Worry? I'd hoped not to live to see the day rugby found a competition that interests people. The European Cup is of course self-deluding hokum involving as it does precious little of Europe and permitting Ireland to enter entire provinces. It is the contrived Ryder Cup of the rugger bugger and I get a migraine every time I hear some fan with a microphone on the radio talking up Munster's chances against Toulouse(ditto when I hear that "give me the ball or I'll break your face" line which advertises that infernal rugby play. If a GAA play - like Anthony Daly's The Merchant of Ennis or Mamet's Glengarry Glengooley - were to use such a line there would be stern editorial condemning the oul gah in every newspaper..

I am encouraged, however, by the belief that the new-born Celtic League will soon be as big a draw as the All Ireland League and ordinary citizens like myself can go back to our peaceful, humdrum lives.

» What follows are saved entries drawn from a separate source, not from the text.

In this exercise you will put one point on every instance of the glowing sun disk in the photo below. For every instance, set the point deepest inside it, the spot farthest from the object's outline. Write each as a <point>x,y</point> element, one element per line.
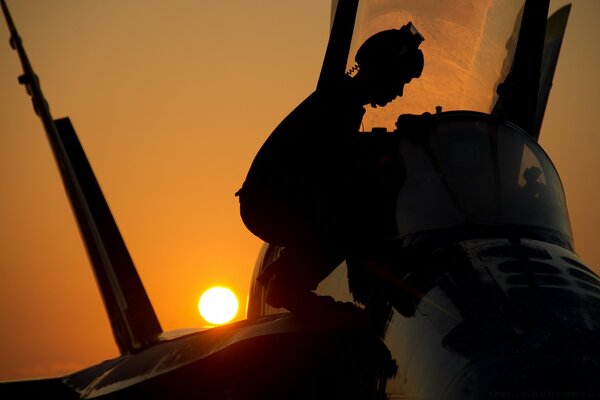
<point>218,305</point>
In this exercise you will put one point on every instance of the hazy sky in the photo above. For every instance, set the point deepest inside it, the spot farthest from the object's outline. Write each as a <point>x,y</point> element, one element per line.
<point>171,100</point>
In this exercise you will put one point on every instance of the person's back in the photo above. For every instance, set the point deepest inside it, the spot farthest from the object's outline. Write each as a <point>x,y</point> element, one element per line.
<point>304,182</point>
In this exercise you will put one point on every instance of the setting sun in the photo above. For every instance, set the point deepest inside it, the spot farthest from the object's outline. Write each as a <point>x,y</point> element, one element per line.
<point>218,305</point>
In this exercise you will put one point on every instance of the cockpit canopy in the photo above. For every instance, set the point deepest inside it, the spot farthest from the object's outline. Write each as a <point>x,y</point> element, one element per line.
<point>469,48</point>
<point>469,169</point>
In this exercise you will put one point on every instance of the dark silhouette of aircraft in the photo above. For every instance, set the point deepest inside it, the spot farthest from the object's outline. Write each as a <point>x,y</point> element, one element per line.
<point>479,294</point>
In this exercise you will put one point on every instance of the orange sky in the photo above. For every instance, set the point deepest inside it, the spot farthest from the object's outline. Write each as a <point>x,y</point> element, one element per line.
<point>171,100</point>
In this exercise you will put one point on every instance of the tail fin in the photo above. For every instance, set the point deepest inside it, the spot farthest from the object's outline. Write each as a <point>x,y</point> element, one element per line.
<point>132,317</point>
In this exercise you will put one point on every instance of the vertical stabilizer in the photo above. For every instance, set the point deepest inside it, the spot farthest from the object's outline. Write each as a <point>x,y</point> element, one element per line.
<point>131,314</point>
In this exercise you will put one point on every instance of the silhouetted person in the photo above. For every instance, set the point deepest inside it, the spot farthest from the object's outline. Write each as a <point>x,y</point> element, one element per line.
<point>304,189</point>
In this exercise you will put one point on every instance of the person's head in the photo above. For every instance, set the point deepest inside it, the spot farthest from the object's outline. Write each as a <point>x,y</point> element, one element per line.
<point>387,61</point>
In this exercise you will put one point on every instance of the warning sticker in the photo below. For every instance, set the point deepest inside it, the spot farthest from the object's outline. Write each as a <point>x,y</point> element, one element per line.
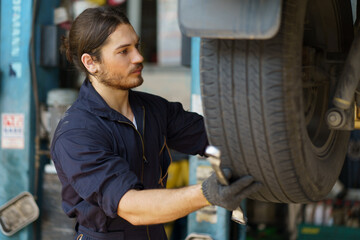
<point>12,131</point>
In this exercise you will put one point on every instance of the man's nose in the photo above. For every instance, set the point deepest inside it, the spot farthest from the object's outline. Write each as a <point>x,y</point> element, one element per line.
<point>137,57</point>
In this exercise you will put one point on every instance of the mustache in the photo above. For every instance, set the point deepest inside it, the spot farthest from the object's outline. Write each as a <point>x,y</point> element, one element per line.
<point>137,67</point>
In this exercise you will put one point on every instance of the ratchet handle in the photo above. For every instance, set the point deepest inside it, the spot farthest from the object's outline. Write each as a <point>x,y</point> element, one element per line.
<point>213,154</point>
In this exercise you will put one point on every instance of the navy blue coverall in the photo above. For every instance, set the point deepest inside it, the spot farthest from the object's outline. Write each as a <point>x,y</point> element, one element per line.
<point>99,155</point>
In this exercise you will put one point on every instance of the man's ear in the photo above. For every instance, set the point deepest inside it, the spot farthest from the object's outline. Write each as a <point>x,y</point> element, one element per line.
<point>90,64</point>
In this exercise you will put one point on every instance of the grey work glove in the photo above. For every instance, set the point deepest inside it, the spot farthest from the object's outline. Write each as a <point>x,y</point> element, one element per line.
<point>230,196</point>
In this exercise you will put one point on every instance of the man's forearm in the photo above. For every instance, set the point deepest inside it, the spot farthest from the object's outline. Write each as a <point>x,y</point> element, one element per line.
<point>156,206</point>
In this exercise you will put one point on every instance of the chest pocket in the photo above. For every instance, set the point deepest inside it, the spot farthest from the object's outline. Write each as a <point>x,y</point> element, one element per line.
<point>165,161</point>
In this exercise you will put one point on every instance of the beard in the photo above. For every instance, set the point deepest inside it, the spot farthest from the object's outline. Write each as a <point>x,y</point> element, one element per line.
<point>117,81</point>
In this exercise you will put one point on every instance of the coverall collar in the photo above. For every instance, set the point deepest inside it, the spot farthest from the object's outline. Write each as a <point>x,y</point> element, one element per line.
<point>95,104</point>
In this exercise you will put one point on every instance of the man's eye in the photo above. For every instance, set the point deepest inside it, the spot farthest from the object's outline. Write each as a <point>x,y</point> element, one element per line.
<point>123,51</point>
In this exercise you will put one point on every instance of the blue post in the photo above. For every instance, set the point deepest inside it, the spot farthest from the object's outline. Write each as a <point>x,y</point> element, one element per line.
<point>16,103</point>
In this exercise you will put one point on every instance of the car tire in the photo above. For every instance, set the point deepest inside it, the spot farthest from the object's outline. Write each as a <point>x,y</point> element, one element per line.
<point>264,101</point>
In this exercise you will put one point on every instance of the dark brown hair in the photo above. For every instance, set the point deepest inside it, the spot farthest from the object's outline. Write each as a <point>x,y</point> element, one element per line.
<point>89,33</point>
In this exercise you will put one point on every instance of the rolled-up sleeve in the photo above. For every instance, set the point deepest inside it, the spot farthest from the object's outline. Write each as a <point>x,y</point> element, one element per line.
<point>97,174</point>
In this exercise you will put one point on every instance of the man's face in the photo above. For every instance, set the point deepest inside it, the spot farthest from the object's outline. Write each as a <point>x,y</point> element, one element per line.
<point>121,63</point>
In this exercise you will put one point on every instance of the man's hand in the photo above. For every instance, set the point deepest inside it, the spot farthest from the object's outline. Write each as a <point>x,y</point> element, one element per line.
<point>230,196</point>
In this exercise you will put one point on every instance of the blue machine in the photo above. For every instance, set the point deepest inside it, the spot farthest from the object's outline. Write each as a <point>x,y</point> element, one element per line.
<point>17,117</point>
<point>18,168</point>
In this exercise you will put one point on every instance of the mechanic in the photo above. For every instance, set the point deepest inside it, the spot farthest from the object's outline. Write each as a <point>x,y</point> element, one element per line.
<point>111,148</point>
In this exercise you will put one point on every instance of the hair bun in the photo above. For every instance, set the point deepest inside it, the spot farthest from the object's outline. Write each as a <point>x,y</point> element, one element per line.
<point>65,49</point>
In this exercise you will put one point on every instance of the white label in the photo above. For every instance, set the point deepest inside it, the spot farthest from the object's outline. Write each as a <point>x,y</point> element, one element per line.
<point>12,131</point>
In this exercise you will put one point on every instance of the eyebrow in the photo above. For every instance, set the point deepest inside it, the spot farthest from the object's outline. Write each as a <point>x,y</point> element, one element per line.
<point>127,44</point>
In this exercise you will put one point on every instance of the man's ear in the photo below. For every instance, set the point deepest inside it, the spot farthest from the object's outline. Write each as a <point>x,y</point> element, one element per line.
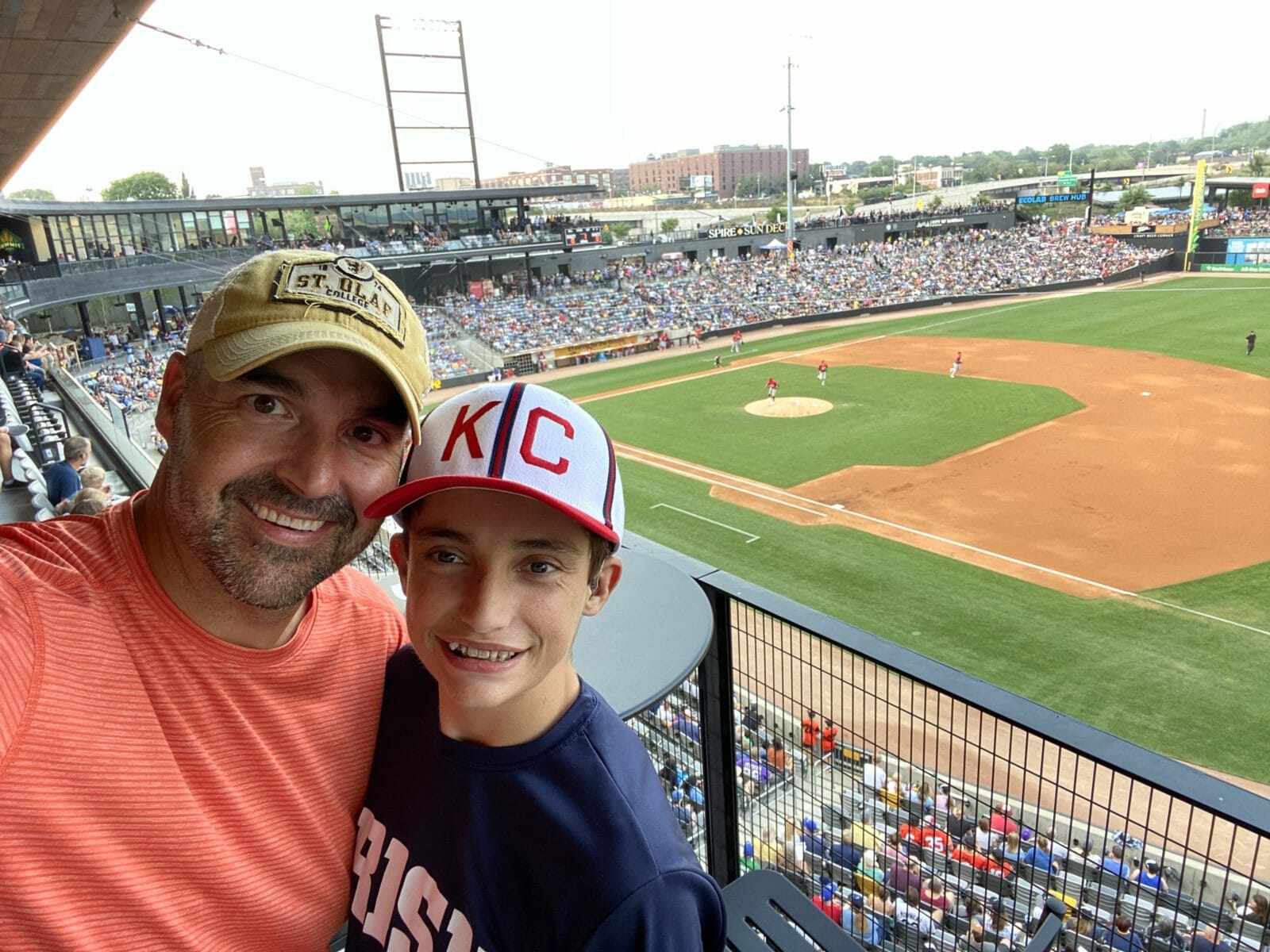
<point>397,549</point>
<point>175,384</point>
<point>606,581</point>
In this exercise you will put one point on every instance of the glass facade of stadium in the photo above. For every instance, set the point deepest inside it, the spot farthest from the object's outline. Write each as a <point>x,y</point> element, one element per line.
<point>67,232</point>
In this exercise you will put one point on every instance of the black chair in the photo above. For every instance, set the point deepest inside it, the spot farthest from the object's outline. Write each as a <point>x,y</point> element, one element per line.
<point>766,913</point>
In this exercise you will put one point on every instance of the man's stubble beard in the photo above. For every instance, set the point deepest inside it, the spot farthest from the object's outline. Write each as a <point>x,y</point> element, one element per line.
<point>256,571</point>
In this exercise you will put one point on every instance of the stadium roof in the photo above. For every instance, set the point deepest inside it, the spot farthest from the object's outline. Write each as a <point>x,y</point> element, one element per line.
<point>48,52</point>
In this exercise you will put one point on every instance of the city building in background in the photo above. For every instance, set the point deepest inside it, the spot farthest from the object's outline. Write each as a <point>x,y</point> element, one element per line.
<point>279,190</point>
<point>729,168</point>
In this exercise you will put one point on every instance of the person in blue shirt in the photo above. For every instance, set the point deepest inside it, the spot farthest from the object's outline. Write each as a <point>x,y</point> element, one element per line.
<point>63,478</point>
<point>508,806</point>
<point>1121,936</point>
<point>1041,854</point>
<point>860,924</point>
<point>1149,876</point>
<point>1114,862</point>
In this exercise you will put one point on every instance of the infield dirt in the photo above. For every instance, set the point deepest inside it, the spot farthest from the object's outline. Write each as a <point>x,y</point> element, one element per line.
<point>1156,482</point>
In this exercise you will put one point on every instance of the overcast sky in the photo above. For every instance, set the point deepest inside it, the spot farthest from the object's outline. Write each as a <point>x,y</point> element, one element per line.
<point>601,84</point>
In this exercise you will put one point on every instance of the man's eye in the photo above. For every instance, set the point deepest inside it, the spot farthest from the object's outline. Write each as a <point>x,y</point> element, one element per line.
<point>366,435</point>
<point>268,405</point>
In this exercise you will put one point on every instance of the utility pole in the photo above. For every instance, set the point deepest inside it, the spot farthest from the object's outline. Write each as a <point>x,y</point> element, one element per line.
<point>789,154</point>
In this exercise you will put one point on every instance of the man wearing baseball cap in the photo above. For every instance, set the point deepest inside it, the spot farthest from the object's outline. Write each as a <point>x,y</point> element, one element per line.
<point>507,799</point>
<point>190,682</point>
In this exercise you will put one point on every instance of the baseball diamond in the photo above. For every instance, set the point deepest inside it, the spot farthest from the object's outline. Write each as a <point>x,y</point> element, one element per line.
<point>1122,528</point>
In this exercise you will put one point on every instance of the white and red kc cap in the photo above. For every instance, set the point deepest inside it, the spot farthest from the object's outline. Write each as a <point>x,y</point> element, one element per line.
<point>516,438</point>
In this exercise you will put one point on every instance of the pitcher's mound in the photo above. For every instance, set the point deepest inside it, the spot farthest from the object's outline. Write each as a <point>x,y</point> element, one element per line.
<point>789,406</point>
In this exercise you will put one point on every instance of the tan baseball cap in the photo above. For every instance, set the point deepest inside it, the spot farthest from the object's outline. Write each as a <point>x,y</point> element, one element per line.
<point>283,302</point>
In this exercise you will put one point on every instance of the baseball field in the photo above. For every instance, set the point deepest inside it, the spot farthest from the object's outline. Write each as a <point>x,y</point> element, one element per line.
<point>1080,516</point>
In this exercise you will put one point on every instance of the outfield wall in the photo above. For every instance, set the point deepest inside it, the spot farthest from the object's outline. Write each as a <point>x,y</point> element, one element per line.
<point>529,359</point>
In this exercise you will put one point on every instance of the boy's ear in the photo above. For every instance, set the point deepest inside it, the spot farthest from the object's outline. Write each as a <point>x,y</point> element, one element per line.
<point>606,581</point>
<point>397,549</point>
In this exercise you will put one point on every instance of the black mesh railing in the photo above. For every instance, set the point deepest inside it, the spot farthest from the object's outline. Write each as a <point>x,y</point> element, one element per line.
<point>814,749</point>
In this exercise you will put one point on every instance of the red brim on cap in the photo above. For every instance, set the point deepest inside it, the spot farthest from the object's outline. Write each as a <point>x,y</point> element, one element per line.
<point>395,501</point>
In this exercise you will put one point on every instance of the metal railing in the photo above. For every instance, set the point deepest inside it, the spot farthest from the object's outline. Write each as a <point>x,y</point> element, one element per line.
<point>906,721</point>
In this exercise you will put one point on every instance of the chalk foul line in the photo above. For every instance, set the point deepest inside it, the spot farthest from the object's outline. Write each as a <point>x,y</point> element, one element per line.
<point>780,497</point>
<point>752,537</point>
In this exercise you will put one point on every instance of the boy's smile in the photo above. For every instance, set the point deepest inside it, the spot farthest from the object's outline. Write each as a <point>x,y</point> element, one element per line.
<point>495,587</point>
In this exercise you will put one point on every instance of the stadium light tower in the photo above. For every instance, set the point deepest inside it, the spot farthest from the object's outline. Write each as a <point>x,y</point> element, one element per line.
<point>789,154</point>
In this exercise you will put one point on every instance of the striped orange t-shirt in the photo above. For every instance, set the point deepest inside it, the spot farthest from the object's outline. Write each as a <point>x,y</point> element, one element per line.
<point>159,787</point>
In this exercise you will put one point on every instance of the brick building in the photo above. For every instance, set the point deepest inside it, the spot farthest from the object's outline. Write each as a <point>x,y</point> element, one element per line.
<point>554,175</point>
<point>727,164</point>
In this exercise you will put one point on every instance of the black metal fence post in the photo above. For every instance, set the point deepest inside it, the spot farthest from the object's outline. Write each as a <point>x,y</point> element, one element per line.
<point>718,744</point>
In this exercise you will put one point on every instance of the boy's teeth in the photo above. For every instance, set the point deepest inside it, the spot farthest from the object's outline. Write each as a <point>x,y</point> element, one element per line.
<point>482,654</point>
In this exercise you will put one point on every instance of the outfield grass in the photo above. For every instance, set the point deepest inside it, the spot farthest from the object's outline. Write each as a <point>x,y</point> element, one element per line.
<point>1170,681</point>
<point>1197,319</point>
<point>880,416</point>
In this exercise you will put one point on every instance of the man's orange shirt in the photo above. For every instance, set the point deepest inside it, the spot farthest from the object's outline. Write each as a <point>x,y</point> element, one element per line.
<point>162,789</point>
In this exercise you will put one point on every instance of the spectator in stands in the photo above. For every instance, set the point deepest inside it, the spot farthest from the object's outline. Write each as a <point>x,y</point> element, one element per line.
<point>794,847</point>
<point>1041,854</point>
<point>6,435</point>
<point>829,738</point>
<point>975,939</point>
<point>907,909</point>
<point>984,839</point>
<point>996,922</point>
<point>778,759</point>
<point>905,873</point>
<point>958,823</point>
<point>1121,936</point>
<point>1149,876</point>
<point>1257,909</point>
<point>810,730</point>
<point>63,478</point>
<point>1206,939</point>
<point>868,867</point>
<point>244,666</point>
<point>846,854</point>
<point>88,501</point>
<point>1001,823</point>
<point>927,835</point>
<point>1114,862</point>
<point>829,900</point>
<point>943,799</point>
<point>812,839</point>
<point>935,895</point>
<point>860,924</point>
<point>874,776</point>
<point>1011,848</point>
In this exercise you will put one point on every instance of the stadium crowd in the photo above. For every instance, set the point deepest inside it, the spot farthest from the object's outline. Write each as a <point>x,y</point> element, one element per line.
<point>723,294</point>
<point>1241,222</point>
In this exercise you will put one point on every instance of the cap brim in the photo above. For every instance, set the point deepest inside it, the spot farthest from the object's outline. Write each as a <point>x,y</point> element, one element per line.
<point>394,501</point>
<point>235,355</point>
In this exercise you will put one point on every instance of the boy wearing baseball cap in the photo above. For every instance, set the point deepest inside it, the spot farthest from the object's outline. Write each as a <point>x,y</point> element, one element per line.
<point>508,806</point>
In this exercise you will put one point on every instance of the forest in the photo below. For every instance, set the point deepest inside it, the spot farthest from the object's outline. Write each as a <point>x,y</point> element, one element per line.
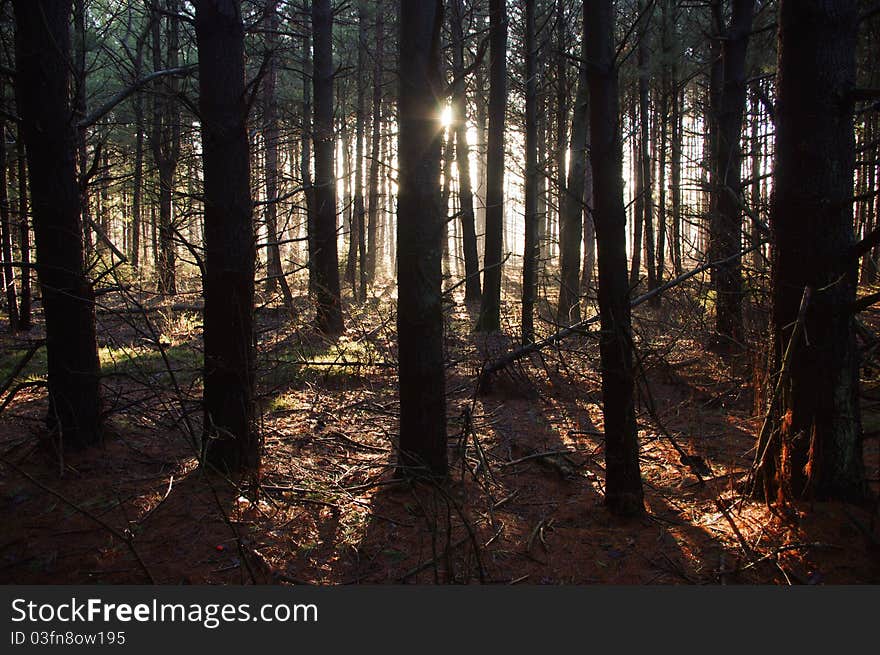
<point>556,292</point>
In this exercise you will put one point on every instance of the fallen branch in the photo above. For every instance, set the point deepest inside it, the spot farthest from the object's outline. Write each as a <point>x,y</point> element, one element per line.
<point>765,436</point>
<point>575,328</point>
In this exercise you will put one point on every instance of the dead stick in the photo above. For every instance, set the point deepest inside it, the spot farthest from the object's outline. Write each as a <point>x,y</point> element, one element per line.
<point>764,437</point>
<point>127,540</point>
<point>578,327</point>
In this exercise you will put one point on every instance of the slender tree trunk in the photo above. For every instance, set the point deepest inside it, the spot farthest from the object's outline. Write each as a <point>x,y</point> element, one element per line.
<point>233,442</point>
<point>80,110</point>
<point>420,226</point>
<point>727,188</point>
<point>24,237</point>
<point>329,316</point>
<point>6,235</point>
<point>42,46</point>
<point>644,142</point>
<point>755,233</point>
<point>490,308</point>
<point>275,271</point>
<point>472,288</point>
<point>360,130</point>
<point>817,448</point>
<point>375,141</point>
<point>571,221</point>
<point>638,201</point>
<point>623,484</point>
<point>676,146</point>
<point>166,146</point>
<point>305,162</point>
<point>530,249</point>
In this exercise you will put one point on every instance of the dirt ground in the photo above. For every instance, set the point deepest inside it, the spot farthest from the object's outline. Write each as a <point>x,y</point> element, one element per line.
<point>523,505</point>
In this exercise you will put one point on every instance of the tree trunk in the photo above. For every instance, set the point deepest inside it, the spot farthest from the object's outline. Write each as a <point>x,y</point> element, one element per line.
<point>329,316</point>
<point>571,221</point>
<point>490,308</point>
<point>6,235</point>
<point>623,484</point>
<point>166,146</point>
<point>275,272</point>
<point>24,237</point>
<point>42,46</point>
<point>420,226</point>
<point>375,141</point>
<point>359,146</point>
<point>726,237</point>
<point>818,448</point>
<point>644,142</point>
<point>230,249</point>
<point>472,287</point>
<point>305,162</point>
<point>530,249</point>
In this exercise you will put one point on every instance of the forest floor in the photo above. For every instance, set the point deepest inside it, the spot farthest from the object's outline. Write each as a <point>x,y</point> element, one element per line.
<point>523,504</point>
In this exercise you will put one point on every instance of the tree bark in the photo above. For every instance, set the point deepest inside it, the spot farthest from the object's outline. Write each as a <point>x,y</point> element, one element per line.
<point>472,287</point>
<point>329,315</point>
<point>375,141</point>
<point>726,235</point>
<point>623,484</point>
<point>42,46</point>
<point>420,226</point>
<point>24,238</point>
<point>233,442</point>
<point>490,307</point>
<point>530,248</point>
<point>818,451</point>
<point>571,219</point>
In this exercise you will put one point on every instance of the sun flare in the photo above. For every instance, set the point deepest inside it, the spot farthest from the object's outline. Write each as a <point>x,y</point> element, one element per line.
<point>446,116</point>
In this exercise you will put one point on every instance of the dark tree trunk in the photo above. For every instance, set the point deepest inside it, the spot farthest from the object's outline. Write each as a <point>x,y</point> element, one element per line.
<point>305,162</point>
<point>165,143</point>
<point>677,134</point>
<point>818,448</point>
<point>79,110</point>
<point>138,177</point>
<point>6,235</point>
<point>42,46</point>
<point>571,221</point>
<point>530,249</point>
<point>329,317</point>
<point>561,118</point>
<point>274,272</point>
<point>230,250</point>
<point>359,148</point>
<point>490,308</point>
<point>472,288</point>
<point>420,226</point>
<point>623,484</point>
<point>375,140</point>
<point>726,235</point>
<point>24,237</point>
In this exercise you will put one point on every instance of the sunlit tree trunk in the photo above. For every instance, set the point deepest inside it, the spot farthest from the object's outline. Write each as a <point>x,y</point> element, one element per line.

With the culturally dominant Premiership there can be no such qualms. Everyone loves it and rightly so. Like Noah's Ark, the Prem has gathered unto itself at least two of every species on earth, more in the case of donkeys who can play centre half, and it now looks like an Up With People video with young millionaires in it. No matter where you are the Prem's top team will reach out and caress you. A Man U superstore in D'Olier Street, a Man U link up with the New York Yankees, Man U tours of the Far East. The community outreach programme of high commerce. Bless.

I worry, too, about hurling. More specifically, the Guinness ads. The Guinness ads are the voodoo dolls of the sporting world; the worse they get, the worse hurling gets. Back at the beginning when Guinness was getting its hurling ads done in Dublin by ponytails who'd seen the game at least once, roight, hurling was awakened. Like a dead and decomposing princess kissed by an ad agency prince the game suddenly sat up straight and smiled. Offaly, Clare, Wexford, Clare, Offaly. From 1994 to 1998 not one All-Ireland went to Tipp, Cork or Kilkenny. It was exciting, it was golden. In Dublin we began to fancy ourselves. Then the effect of the London ponytails kicked in, all this talk about giants woke them up. Cork won in 1999, Kilkenny last year , Tipp or Galway this year. I can't stand it.

The Prem is back. Overhyped, overpaid and over there. Man U win it every year. Loyalty and decency are gone. Paul Gascoigne isn't. Yet still we love it. In a world of pain and worry the Prem is as soothing as a baby's dummy. I feel younger already.